Martin Scorsese’s long-awaited mob movie, The Irishman, tracks three men through decades of their lives, going back as far as the 1950s. Al Pacino, Robert De Niro, and Joe Pesci are getting a CGI face-lift to play their characters when they were young. We’ve been disappointed by CGI mustaches and CGI lions. Can CGI film icons do us wrong? The brand-new teaser for The Irishman gives us just a glimpse of Robert De Niro, who plays the titular Irishman, back in the day. “Whatever you need me to do, I’m available,” he offers over the phone, computer skin glowing like he just did a face mask. The Netflix film is an epic look at organized crime throughout history; it took on a massive visual-effects project, and soon enough, you’ll get to watch it on your 13-inch laptop screen.
During February’s Oscar telecast, The Irishman got a teaser … of sorts? If you feel teased by seeing names like “Robert De Niro” and “Al Pacino” fade in and out of a black screen with a CGI bullet standing in for the letter i, then immerse yourself in this very insubstantial “peek” at a legend’s next film. All that’s missing is Mark Wahlberg adding, “Say hi to your mother for me!” The Irishman will premiere at New York Film Festival, have a theatrical release, and then begin streaming on Netflix in the fall.
Update, February 27: Martin Scorsese wants The Irishman to get a full theatrical release, and Netflix is meeting his demand.
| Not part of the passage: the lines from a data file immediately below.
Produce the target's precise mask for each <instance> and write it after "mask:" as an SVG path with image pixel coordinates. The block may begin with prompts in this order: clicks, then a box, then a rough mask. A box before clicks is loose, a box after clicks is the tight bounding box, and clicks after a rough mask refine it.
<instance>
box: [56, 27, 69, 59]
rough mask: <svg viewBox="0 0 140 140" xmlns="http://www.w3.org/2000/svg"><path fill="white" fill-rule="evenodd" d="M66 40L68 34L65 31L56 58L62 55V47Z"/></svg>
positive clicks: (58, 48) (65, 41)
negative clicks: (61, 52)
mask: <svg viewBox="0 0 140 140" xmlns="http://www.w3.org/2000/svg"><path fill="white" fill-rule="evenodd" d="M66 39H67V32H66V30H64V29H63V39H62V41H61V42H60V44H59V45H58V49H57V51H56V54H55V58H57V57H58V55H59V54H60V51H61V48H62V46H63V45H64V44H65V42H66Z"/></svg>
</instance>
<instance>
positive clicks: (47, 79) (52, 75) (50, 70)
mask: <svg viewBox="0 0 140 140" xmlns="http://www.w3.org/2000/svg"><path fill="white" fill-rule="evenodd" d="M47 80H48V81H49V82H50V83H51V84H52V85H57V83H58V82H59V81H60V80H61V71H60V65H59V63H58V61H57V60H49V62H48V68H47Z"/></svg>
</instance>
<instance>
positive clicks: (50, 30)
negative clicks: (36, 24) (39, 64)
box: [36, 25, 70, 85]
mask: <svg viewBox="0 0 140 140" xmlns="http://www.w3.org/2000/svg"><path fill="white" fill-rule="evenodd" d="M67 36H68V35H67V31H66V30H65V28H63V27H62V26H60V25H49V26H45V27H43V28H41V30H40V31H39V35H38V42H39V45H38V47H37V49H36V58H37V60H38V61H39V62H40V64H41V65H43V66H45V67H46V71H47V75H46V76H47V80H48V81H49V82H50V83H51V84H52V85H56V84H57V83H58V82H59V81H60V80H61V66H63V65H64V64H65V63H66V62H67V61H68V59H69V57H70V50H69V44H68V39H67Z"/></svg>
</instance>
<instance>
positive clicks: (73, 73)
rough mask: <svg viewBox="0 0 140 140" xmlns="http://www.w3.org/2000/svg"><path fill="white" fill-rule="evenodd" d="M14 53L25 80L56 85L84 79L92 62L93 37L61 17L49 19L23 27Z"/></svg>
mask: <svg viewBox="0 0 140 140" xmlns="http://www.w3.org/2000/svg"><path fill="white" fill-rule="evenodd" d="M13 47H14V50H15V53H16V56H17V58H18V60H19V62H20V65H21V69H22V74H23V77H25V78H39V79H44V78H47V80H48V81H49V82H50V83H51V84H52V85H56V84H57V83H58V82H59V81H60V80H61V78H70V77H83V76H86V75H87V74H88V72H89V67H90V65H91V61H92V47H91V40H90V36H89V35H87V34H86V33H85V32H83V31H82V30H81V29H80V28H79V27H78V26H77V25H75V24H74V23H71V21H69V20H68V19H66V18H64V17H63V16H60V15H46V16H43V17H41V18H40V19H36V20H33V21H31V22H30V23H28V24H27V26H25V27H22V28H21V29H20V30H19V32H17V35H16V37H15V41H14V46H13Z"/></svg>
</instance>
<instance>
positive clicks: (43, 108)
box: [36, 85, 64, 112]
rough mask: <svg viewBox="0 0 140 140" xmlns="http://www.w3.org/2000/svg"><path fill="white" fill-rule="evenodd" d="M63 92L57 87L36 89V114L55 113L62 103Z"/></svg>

Per The Hollywood Reporter, the streaming site will expand the limited theatrical run it gave Roma and give The Irishman a full run — which means movie theaters will get to report the movie’s box-office numbers. “Netflix wants a big footprint for The Irishman,” a source told THR. “They’ve put themselves in a position by supporting these kinds of filmmakers where they have to come to grips with the theatrical business model and how it works.”
Whatever Netflix does with The Irishman will probably affect its other buzzy movies from big-name directors that could have awards-season play: Steven Soderbergh’s Panama Papers movie The Laundromat, David Michôd’s Timothée Chalamet drama The King, Dee Rees’s Anne Hathaway–Willem Dafoe adaptation The Last Thing He Wanted, Fernando Meirelles’s The Pope, and Noah Baumbach’s A Marriage Story starring Scarlett Johansson and Adam Driver.